The Russians had, he admitted, behaved with great hospitality. Von Ribbentrop said that Molotov and Stalin seemed no less friendly than when he had visited Russia in August 1939, in pursuit of the nonaggression pact. And their control of security and secrecy had been predictably excellent. No one was better at keeping secrets and manipulating public perceptions than the Russians. Secrecy was, of course, the reason that Stalin had insisted on having the Big Three in Teheran. The peace talks could not have been arranged anywhere else, except perhaps in Russia itself. Just look what had happened to the secrecy of the Allied talks in Cairo, Himmler reflected. Even so, it had been Himmler’s idea to use General Schellenberg’s Operation Long Jump as a way of demonstrating German good faith to the Russians. Giving up those men to the NKVD had been regrettable, but it was made easier by the late discovery that most of Schellenberg’s team were not German at all but Ukrainian volunteers. Himmler cared nothing for these men, and as a result he had been able to denounce them to the NKVD without scruple. As for the handful of renegade German officers and NCOs, they would be on Schellenberg’s conscience, not his.
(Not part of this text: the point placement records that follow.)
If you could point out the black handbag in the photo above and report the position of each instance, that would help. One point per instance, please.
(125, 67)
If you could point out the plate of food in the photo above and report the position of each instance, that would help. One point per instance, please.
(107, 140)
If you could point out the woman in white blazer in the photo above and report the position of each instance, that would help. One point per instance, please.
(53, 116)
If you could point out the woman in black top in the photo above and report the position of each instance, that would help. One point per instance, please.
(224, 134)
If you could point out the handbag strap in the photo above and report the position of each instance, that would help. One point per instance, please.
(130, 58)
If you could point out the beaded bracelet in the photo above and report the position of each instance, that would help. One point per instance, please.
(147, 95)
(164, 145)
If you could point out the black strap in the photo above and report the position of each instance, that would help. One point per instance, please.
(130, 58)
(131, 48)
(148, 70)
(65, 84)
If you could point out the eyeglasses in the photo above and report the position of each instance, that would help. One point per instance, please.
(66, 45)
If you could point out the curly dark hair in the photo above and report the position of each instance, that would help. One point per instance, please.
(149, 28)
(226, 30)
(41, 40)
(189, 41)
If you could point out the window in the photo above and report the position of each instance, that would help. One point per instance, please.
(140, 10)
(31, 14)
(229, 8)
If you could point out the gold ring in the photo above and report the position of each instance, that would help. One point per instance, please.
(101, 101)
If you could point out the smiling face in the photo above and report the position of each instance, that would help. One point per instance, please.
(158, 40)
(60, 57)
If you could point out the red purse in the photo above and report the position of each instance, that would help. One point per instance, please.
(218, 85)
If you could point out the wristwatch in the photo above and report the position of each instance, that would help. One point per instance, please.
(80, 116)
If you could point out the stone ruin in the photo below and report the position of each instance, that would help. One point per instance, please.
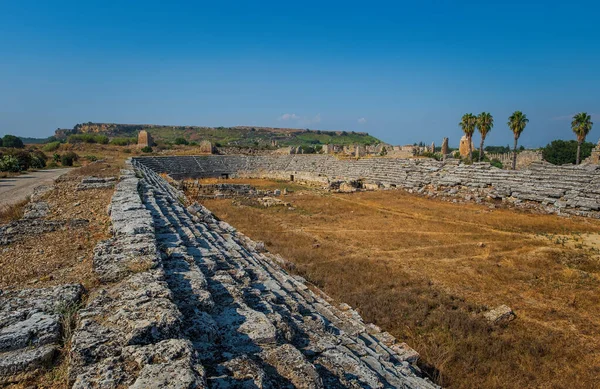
(524, 158)
(188, 301)
(206, 147)
(463, 147)
(145, 139)
(445, 148)
(542, 186)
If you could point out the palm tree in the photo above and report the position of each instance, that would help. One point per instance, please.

Of course, the warmth of the Russian reception had a lot to do with the secret payment of ten million dollars in gold from Swiss bank accounts held by Germany into those of the Soviet Union. How right the Fuhrer had been about Russia: it was the very acme of the capitalist state headed by a man who would do anything, make any sacrifice, and take any bribe to pay for the realization of his idee fixe. And, despite what Hitler had said in front of Roosevelt, he was already reconciled to paying Stalin a fifty-million-dollar “bonus” if a peace could be negotiated at Teheran, for this was a drop in the ocean compared to the gold Germany had on reserve in its secret Swiss bank accounts.

“In the final analysis,” Hitler had told Himmler in their preparatory talks at the Wolfschanze, “Stalin is nothing more than some plutocratic tycoon looking for his next payday. For that reason alone, you know where you are with the Russians. They’re realistic.”